可見上次出柜給她留下了多大的心理陰影,許久未見,隔著這么多沒來得及解開的矛盾,見面第一句話,她問的是“這是誰”……許期不知道自己該不該覺得好笑,她抿唇,解釋:“這是我……”
“阿姨好。”程晏沒等她開口,禮貌地鞠了一躬,笑容乖巧得體地自我介紹,“我叫程晏,是許老師教過的學生,今天遇見老師多聊了幾句,冒昧打擾。”
“對,程晏是我學生。”許期配合她撒謊,“今天遇到聊了幾句,所以想請她來家里坐坐。”
“是學生啊……進來吧。”
許秀琴姿態稍有松動,許期毫不懷疑,如果她說是“朋友”或者別的什么更親密的關系,許秀琴甚至不會讓她進門。

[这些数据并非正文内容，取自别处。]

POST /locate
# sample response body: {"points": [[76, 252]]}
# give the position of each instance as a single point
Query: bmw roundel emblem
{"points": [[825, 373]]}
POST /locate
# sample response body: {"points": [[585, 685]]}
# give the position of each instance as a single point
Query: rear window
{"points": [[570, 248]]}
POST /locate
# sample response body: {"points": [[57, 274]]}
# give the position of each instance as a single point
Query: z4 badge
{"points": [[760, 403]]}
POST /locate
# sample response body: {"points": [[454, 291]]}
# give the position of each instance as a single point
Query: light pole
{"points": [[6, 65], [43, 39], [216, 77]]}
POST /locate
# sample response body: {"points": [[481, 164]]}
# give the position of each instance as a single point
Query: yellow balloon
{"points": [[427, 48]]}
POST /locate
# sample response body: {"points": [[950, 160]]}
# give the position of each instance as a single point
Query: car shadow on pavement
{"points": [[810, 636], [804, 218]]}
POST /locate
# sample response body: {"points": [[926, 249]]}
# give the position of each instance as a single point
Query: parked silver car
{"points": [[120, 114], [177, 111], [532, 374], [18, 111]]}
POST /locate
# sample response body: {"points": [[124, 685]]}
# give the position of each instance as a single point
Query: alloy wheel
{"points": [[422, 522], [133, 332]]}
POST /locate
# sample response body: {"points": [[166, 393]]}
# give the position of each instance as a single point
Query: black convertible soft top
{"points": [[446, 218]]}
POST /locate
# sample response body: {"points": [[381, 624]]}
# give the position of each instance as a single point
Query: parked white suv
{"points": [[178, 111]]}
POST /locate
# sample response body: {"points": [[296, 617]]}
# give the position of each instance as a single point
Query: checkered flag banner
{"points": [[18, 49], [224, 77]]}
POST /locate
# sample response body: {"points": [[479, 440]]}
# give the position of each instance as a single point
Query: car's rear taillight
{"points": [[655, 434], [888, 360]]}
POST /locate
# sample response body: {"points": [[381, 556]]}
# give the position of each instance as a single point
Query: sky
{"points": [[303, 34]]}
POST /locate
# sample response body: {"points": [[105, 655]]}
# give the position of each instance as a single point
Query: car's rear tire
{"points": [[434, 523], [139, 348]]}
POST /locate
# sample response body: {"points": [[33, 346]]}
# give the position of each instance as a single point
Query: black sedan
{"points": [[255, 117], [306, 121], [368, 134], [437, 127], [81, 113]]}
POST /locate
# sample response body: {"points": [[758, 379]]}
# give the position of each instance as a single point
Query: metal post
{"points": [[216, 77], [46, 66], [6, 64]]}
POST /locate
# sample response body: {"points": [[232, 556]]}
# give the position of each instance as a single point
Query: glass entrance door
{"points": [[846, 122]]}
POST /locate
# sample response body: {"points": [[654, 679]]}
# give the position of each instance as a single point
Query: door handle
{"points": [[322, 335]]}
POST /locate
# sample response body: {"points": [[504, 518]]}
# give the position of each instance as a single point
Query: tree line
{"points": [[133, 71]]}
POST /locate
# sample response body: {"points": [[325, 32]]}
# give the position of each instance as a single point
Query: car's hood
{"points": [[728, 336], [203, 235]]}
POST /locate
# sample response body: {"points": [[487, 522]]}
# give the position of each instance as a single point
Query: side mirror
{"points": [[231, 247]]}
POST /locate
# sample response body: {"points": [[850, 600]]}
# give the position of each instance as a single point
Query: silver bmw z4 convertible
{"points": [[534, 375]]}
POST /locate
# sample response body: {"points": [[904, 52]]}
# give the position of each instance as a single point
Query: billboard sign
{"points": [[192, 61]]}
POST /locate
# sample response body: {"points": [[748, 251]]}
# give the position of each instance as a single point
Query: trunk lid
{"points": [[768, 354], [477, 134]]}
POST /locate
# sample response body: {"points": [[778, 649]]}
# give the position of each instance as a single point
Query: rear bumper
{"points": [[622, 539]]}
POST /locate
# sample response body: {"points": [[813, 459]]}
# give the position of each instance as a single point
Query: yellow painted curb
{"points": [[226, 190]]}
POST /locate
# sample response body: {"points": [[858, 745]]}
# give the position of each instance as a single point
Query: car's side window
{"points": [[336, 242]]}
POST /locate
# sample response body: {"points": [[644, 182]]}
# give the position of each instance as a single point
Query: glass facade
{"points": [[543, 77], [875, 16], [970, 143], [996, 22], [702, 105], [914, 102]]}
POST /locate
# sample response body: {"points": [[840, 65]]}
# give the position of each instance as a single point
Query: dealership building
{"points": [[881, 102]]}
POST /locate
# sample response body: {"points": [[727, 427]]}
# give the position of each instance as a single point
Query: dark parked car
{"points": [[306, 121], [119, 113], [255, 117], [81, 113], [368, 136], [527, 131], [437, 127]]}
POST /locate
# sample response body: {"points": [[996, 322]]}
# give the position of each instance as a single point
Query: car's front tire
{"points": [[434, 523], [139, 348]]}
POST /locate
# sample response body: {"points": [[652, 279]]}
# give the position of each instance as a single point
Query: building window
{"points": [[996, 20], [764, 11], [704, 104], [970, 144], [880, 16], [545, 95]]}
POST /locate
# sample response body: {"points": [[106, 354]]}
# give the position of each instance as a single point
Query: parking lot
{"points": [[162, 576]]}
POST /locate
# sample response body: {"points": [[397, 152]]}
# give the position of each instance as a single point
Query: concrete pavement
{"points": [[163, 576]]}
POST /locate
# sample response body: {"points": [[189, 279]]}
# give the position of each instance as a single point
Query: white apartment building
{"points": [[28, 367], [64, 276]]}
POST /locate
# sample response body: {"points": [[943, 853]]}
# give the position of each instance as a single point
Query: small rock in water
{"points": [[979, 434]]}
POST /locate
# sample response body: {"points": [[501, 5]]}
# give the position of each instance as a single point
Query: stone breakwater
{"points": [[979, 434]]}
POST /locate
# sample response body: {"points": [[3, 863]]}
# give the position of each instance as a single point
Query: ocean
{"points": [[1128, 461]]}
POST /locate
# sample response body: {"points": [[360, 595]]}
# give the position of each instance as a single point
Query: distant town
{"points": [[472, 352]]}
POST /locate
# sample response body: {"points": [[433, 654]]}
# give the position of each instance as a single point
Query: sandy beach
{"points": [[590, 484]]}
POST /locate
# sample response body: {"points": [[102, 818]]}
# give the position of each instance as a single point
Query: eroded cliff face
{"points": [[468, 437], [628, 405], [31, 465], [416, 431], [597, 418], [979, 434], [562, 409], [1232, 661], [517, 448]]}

視線短暫交匯,程晏輕輕捏了捏她的手,表演出了毫無表演痕跡的幾分恰到好處的拘謹:“要換鞋嗎?”
“不用。”許期回答。
“好,謝謝老師,打擾了。”
許期莫名覺得詭異,程晏叫她老師……好奇怪的感覺。
許秀琴請她進門,不動聲色地打量她一圈,似乎依然有些懷疑:“小程還在上大學吧?畢業了?”
“還沒畢業呢。”
“哪個學校的?”
“我不在國內讀書,”程晏笑了笑,“是在耶魯。”
許期正找水杯,聞言怔了怔,瞥了她一眼。
“喲,耶魯,這么厲害!小學霸呀。”許秀琴眼前一亮,“學的什么專業?”
“經濟學。”
“真優秀,嘖,厲害。”許秀琴朝她比了個大拇指,但她慢慢察覺到不對,眉頭略微蹙起,疑惑道,“你高中是在附中上的嗎,許期還教過國際部?不是一套課程體系吧?”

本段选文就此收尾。